As we will demonstrate in this paper, these policies enacted at the state level (in different mixes in different states) are already providing numerous real-world examples of how policy-driven energy efficiency markets can create a new industry to power job creation in the construction sector profitably and sustainably. These same policies help to combat global warming and lower our nation’s reliance on foreign fossil fuels—both important national goals. But make no mistake: No state has fully developed the potential of their energy efficiency market to create clean energy jobs, let alone the federal government.
As a country, the United States substantially lags behind our closest economic competitors in the energy efficiency of our economy. We believe the examples presented in this paper can set the stage for a powerful new national energy efficiency strategy, which fixes market barriers to unleash entrepreneurs, investment, and innovation. This is must reading for anyone interested in broad-based job creation and economic prosperity, enhanced national energy security, and a clean, sustainable environment powered by new ideas, new private capital and fresh policy prescriptions for the 21st century.
Energy efficiency retrofits: Fast facts
A national program to make our homes and offices energy efficient is a sure job creator
A national program to retrofit America’s homes, offices, and factories for energy efficiency can provide an important answer to the jobs crisis facing our country. The Center for American Progress estimates that retrofitting just 40 percent of the residential and commercial building stock in the United States would:
- Create 625,000 sustained full-time jobs over a decade
- Spark $500 billion in new investments to upgrade 50 million homes and office buildings
- Generate as much as $64 billion a year in cost savings for U.S. ratepayers, freeing consumers to spend their money in more productive ways
Whether we are motivated by economic, national security, or environmental concerns, a national commitment to energy efficiency will create substantial new demand for labor across the economy, and especially in construction and construction-related manufacturing jobs.

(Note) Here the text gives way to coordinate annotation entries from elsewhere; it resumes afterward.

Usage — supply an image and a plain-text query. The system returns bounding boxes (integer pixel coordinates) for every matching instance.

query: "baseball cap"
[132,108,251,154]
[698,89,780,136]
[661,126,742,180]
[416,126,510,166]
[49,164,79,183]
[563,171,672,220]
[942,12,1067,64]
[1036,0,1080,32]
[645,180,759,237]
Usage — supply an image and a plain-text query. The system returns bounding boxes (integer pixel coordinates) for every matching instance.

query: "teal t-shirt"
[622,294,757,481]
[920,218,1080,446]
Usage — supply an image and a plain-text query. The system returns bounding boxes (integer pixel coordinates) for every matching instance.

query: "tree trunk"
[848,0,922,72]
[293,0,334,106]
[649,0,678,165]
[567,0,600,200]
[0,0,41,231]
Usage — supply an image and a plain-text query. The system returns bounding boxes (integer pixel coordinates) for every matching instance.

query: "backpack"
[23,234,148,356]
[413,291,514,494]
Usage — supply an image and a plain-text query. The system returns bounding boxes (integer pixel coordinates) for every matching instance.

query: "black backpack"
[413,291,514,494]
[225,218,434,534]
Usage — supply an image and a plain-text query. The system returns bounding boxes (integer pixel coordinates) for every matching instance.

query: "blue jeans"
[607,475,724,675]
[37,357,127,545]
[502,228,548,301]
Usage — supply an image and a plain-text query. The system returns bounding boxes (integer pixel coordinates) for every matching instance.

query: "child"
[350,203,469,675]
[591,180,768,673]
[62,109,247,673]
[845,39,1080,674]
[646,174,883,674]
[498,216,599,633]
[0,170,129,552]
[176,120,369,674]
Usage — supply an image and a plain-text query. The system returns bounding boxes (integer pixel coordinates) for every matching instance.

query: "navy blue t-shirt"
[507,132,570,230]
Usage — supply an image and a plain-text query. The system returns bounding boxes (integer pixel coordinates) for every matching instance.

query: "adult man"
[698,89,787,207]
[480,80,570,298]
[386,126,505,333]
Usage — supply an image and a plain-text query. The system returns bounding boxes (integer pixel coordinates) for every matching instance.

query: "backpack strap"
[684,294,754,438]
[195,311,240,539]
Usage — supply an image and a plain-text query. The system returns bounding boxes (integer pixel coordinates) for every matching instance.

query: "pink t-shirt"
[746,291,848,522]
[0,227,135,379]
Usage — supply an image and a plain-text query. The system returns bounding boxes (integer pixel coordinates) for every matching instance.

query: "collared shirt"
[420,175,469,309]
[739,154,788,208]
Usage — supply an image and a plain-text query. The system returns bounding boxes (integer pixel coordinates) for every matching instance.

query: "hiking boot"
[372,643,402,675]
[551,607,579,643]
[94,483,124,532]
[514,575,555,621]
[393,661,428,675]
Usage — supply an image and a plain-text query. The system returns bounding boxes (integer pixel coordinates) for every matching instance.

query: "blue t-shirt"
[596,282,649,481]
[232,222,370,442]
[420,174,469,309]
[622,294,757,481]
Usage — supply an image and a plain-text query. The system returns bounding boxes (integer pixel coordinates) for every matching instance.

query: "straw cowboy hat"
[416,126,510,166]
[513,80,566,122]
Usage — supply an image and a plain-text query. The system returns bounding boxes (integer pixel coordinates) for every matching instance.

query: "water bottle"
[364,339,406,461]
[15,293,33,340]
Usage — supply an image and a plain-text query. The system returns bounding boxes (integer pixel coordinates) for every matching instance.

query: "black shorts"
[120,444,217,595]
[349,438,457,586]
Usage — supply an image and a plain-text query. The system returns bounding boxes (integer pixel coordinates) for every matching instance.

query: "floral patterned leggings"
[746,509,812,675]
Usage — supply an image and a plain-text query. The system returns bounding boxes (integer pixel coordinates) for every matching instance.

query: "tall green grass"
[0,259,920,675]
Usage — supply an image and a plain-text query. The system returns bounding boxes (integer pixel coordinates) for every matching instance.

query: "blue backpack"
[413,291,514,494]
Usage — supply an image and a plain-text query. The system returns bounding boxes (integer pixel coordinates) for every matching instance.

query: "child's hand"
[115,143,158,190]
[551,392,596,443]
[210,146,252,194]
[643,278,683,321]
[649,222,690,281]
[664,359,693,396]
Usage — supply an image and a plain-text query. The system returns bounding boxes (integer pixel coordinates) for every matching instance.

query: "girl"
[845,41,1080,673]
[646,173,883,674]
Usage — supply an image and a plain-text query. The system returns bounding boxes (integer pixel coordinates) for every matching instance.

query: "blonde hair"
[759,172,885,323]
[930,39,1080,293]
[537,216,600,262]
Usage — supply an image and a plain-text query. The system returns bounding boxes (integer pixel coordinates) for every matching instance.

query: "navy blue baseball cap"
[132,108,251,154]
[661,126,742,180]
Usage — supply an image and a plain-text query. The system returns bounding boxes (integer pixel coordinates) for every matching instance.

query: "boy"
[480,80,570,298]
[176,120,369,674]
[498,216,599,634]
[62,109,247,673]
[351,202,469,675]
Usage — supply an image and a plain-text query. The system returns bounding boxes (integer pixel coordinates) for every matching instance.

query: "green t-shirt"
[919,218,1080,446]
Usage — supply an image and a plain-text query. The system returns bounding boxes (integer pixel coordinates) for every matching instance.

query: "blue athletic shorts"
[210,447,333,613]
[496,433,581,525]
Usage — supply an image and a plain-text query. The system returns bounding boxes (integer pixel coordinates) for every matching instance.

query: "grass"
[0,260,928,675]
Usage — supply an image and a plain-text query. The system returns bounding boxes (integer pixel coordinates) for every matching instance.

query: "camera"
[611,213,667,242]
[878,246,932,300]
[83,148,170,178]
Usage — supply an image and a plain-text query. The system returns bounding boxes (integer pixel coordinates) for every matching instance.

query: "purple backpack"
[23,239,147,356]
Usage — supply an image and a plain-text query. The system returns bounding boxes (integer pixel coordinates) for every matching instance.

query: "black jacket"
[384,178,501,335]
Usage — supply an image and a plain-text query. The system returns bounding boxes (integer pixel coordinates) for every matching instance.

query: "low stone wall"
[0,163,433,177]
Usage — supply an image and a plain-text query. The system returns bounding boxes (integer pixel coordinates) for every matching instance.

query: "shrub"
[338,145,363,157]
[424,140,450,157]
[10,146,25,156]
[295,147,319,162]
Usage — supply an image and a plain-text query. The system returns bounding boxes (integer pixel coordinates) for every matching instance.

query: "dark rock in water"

Investing in energy efficiency provides economic benefits in other ways as well. Increasingly efficiency means state-of-the-art buildings, enhanced comfort, better health, and improved economic value. Highly efficient “green” buildings use less energy, attract higher rents, spend less time vacant, and command higher prices at the time of sale. Energy cost savings and well-designed financing structures also reduce net building operating costs permanently.
Energy efficiency is driving innovation in business models as well. As entrepreneurs generate value and profit by mining current inefficiency and waste for new economic opportunities, they improve the competitiveness of the broader economy. And increased efficiency makes both homeowners and the economy as a whole less vulnerable to fluctuations in energy prices, while advanced building materials and cutting-edge information technology for better building management represent fast-growing markets for American manufactured products.
Smart policies for energy efficiency can be not only an engine of economic recovery but a catalyst for innovation as well.
Bracken Hendricks is a Senior Fellow at the Center for American Progress, Bill Campbell is chair of Energy RM, and Pen Goodale is the Director of Research for Equilibrium Capital Group.